Q&A with Richard Chiem

You may have developed a taste for Richard Chiem’s voice from his story “Back Pockets Full of Dynamite” published in the September issue of City Arts. This month, though, you’ll have the chance to curl up with his debut full-length book of short stories You Private Person, out from Scrambler Books on Oct. 15. We recently met up with Richard to talk about dropping out, heading north and finding the importance of story.

How did You Private Person come about?
In 2009 I dropped out of school. I went to the University of California San Diego. When I dropped out I was working two jobs—one was Lucky Brand Jeans and the other was Barnes and Noble. The only way I was getting by was basically writing my way out of it. I was writing every night from about midnight to 5 a.m.

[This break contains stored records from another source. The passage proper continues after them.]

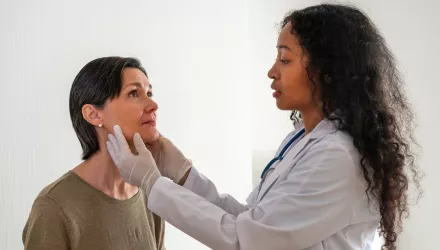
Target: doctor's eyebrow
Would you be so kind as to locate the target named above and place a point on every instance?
(139, 85)
(282, 46)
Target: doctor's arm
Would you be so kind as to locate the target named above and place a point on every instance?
(173, 164)
(310, 205)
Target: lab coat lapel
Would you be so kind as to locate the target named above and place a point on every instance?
(282, 165)
(323, 128)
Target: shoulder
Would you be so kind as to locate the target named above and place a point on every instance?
(61, 189)
(334, 154)
(48, 200)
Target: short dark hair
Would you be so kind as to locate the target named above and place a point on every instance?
(97, 82)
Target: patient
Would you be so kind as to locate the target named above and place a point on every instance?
(91, 207)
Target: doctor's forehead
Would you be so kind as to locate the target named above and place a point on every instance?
(287, 40)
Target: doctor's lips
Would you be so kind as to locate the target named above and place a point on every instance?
(276, 94)
(151, 122)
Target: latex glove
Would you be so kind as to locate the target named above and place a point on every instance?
(169, 159)
(139, 170)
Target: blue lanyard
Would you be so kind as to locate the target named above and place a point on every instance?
(280, 155)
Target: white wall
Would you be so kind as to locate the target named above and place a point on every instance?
(208, 62)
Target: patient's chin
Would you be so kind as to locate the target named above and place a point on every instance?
(150, 136)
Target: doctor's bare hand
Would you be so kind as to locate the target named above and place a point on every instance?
(139, 170)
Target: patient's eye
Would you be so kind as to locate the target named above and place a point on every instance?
(133, 93)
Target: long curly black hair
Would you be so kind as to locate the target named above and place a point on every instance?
(357, 75)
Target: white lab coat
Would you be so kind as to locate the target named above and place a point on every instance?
(313, 199)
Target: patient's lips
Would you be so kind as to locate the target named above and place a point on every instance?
(151, 121)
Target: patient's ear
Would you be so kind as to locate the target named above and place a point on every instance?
(92, 115)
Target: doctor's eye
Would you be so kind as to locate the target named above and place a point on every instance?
(133, 93)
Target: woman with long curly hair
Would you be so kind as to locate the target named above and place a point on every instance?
(340, 176)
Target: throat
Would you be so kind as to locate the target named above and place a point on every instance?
(311, 119)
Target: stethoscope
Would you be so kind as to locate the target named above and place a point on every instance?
(280, 155)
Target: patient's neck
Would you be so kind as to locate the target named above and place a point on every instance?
(100, 172)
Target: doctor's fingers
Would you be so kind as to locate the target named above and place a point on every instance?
(139, 144)
(112, 151)
(120, 140)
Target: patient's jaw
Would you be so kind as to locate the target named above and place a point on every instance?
(134, 109)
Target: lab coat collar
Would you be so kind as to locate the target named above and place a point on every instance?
(324, 127)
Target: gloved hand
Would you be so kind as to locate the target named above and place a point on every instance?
(169, 159)
(139, 170)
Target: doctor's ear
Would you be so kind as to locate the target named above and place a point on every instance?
(92, 115)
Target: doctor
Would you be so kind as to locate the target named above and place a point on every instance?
(335, 179)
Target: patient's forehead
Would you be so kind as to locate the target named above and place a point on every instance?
(133, 76)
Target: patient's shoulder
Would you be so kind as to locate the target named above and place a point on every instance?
(59, 188)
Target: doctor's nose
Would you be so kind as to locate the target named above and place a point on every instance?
(150, 105)
(272, 73)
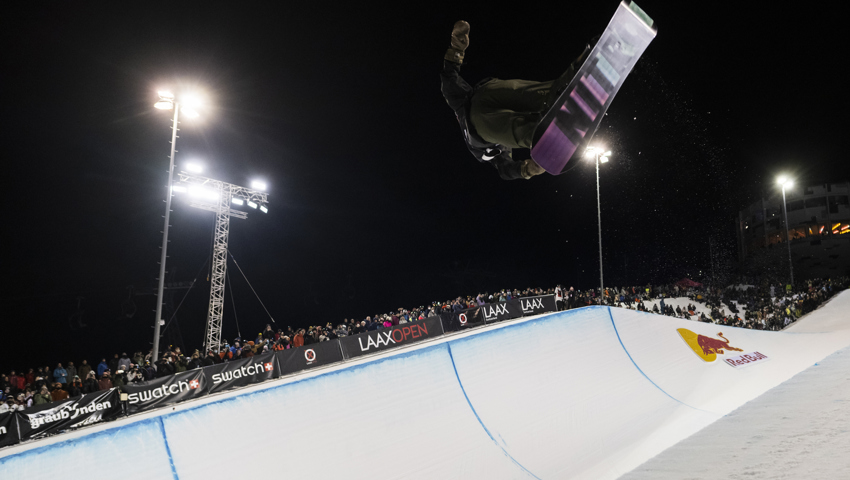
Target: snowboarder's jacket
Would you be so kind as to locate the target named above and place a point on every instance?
(458, 94)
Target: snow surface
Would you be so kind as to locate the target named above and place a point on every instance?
(588, 393)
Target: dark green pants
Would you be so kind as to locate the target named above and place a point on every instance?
(507, 111)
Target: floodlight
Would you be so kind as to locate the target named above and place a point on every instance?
(201, 192)
(166, 101)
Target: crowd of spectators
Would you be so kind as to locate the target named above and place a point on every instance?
(767, 306)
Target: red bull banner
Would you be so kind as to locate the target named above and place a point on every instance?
(746, 360)
(707, 348)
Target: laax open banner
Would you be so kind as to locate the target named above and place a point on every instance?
(378, 340)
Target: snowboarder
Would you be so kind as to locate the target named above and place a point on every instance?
(496, 115)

Doing that for about a year and a half, two years. And then found a little online community of people who read my stuff. When I started submitting my manuscript to Jeremy Spencer, my publisher, he rejected it at first. And then I had a really good year where I had about 40 publications, and he wrote me and said, “Send it to me again.” And I sent it to him again, and by this time it was a brand new manuscript. This time he loved it and he said he’d publish it.

When was this?
The “yes” came about a year ago, right before I moved to Seattle. So I was leaving San Diego thinking I didn’t have anything, but the week before I moved he sent me an email and before I knew it I had a book forthcoming.

Do you spend more time editing than writing?
Because the writers that I tend to admire are slow writers—I think my favorite writer right now is Joy Williams, she’s a very slow writer and she taught me a lot about the editing process—I would have to say yes. But I try to contradict that with writing every day. Not in the efforts of being prolific, but I don’t think creativity should be wasted and you just have to use it when you can.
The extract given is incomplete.